Personal information
- Full name: Carlos Giménez Bachiller
- Date of birth: 18 February 2003 (age 23)
- Place of birth: Sedaví, Spain
- Height: 1.82 m (6 ft 0 in)
- Position: Centre back

Team information
- Current team: Atletico Madrid B
- Number: 49

Youth career
- Valencia
- 2016–2019: Levante
- 2019–2020: Patacona
- 2020–2021: Levante

Senior career*
- Years: Team / Apps / (Gls)
- 2021–2023: Levante B / 49 / (2)
- 2023–2024: Levante / 1 / (0)
- 2024–2025: → Unionistas (loan) / 36 / (1)
- 2025–2026: Atlético Madrid B / 25 / (0)
- 2026: → PAOK B (loan) / 7 / (0)

= Carlos Giménez (footballer) =

Spanish footballer

Carlos Giménez Bachiller (born 18 February 2003) is a Spanish footballer who plays as a central defender for Atletico Madrid B.
==Club career==
Born in Sedaví, Valencian Community, Giménez joined Levante UD's youth setup in 2016, from cross-town rivals Valencia CF. Promoted to the reserves in Segunda División RFEF ahead of the 2021–22 season, he made his senior debut on 3 October 2021, coming on as a first-half substitute in a 1–0 away loss against CF La Nucía.

On 14 March 2022, after establishing himself as a regular starter for the B-team, Giménez renewed his contract with the Granotes until 2024. He scored his first senior goal on 2 October, netting the B's winner through a free kick in a 1–0 Tercera Federación away success over CF Gandía.

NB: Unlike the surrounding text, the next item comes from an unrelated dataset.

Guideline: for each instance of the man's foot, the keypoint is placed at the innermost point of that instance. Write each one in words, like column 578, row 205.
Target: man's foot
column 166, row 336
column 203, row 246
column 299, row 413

Giménez made his first team debut for Levante on 9 April 2023, replacing Marc Pubill in a 1–1 draw at SD Eibar in the Segunda División. On 17 July, he was loaned to Primera Federación side Unionistas de Salamanca CF, for one year.

On 31 May 2024, after being a regular starter for Unionistas, Giménez renewed his contract with the Granotas until June 2026. On 24 June, however, he moved to Atlético Madrid B on a three-year deal.